【前十字靱帯損傷について】Dr村上ブログ
2024年04月22日(月)
月曜日担当の村上医師が、前十字靭帯損傷について解説させていただきます。
【前十字靱帯の機能】
膝関節には大きく分けると、膝関節の中にある前十字靱帯と後十字靱帯、膝関節の外にあり内側側副靱帯と外側側副靱帯の4本の靱帯が存在します。その中でも前十字靱帯はもっとも重要な役割を果たしている靱帯になります。前十字靱帯は大腿骨(太ももの骨)と脛骨(すねの骨)をつないでおり、大腿骨に対して、脛骨が前方に移動することと回旋することの制御を担っています。
【受傷起転】
ジャンプの着地やカッティング動作で、膝が内側に入る(膝をひねる)ことで受傷します。
スポーツ種目ではサッカー、バスケットボール、アメリカンフットボール、スキーなどで発生頻度が高くなります。
【症状】
前十字靱帯を損傷すると、高確率で膝関節の中に血が溜まります。そのため膝関節の腫れを自覚することが多いです。また、膝関節の腫れや同時に受傷した半月板の損傷などにより膝関節の痛みを自覚します。痛みは時間が経過するとともに改善する傾向があります。
前十字靱帯が機能しないことにより、走ったときや階段を下るときに膝がガクッと崩れることがあります。不安定性が強い場合、平地歩行でも膝が崩れることがあります。
【診断】
整形外科医の診察が必要になり、徒手検査とMRI検査を組み合わせて、診断します。
- 徒手検査
脛骨を前方に動かしたときや膝関節をひねったときに前十字靱帯によるストップがかかっているかを確認します。
- MRI検査
単純X線検査やCT検査では靱帯が描出されないため、描出可能なMRI検査を行います。画像で前十字靱帯の状態を評価するだけでなく、前十字靱帯損傷と同時に損傷しやすい半月板や軟骨の状態を確認します。
【治療】
保存療法と手術療法があり、膝関節の状態、年齢、活動レベル、全身状態などいろいろな要因を考慮して選択しますが、一般的には手術療法が推奨されます。
- 保存療法
リハビリなどで大腿四頭筋筋力を強化し、装具を着用し膝関節の不安定性を減らします。前十字靱帯損傷によって生じる膝関節の不安定性を完全には解消できないため、半月板損傷や軟骨損傷につながる可能性があり、結果として変形性膝関節症になるリスクがあります。
- 手術療法
過去には損傷した靱帯を縫い直す方法が行われていましたが、成績が悪いため、現在は前十字靱帯を作り直す手術を行います。ご自身の身体の組織を前十字靱帯の代わりとして使用し、大腿骨と脛骨に繋げます。靱帯の代わりとなるものとしては、ハムストリングス(太ももの裏の筋肉)腱、骨付き膝蓋腱(膝の前面の腱)、大腿四頭筋(太ももの前の筋肉)腱などが用いられます。

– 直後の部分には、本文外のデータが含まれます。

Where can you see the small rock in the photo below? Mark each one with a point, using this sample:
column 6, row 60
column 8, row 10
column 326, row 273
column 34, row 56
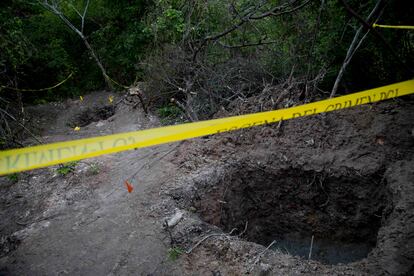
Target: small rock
column 175, row 219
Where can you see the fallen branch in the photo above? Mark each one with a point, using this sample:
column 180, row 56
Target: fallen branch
column 209, row 236
column 260, row 255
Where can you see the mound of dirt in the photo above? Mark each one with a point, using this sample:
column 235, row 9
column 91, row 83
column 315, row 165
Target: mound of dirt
column 334, row 191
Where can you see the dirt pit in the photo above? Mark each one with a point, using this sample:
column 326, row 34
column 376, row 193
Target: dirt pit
column 290, row 205
column 91, row 115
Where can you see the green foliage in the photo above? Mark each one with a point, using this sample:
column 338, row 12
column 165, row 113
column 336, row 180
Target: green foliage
column 14, row 177
column 37, row 49
column 175, row 252
column 170, row 114
column 66, row 168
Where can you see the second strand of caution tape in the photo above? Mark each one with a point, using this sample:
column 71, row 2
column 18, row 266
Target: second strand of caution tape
column 17, row 160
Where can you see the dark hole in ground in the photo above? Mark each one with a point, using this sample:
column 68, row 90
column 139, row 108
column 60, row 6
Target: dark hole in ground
column 342, row 212
column 92, row 115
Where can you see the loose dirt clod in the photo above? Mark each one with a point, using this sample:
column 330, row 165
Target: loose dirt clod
column 291, row 205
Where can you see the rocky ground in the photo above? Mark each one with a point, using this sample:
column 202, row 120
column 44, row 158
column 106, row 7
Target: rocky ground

手術の前後はリハビリが必要になり、スポーツ復帰には手術後8~12ヵ月かかることが一般的です。
以前は運動を行わない方には保存療法が選択された時代もありましたが、現在は前十字靱帯が機能しないことによる早期変形性膝関節症のリスクを減らすために手術療法が推奨されています。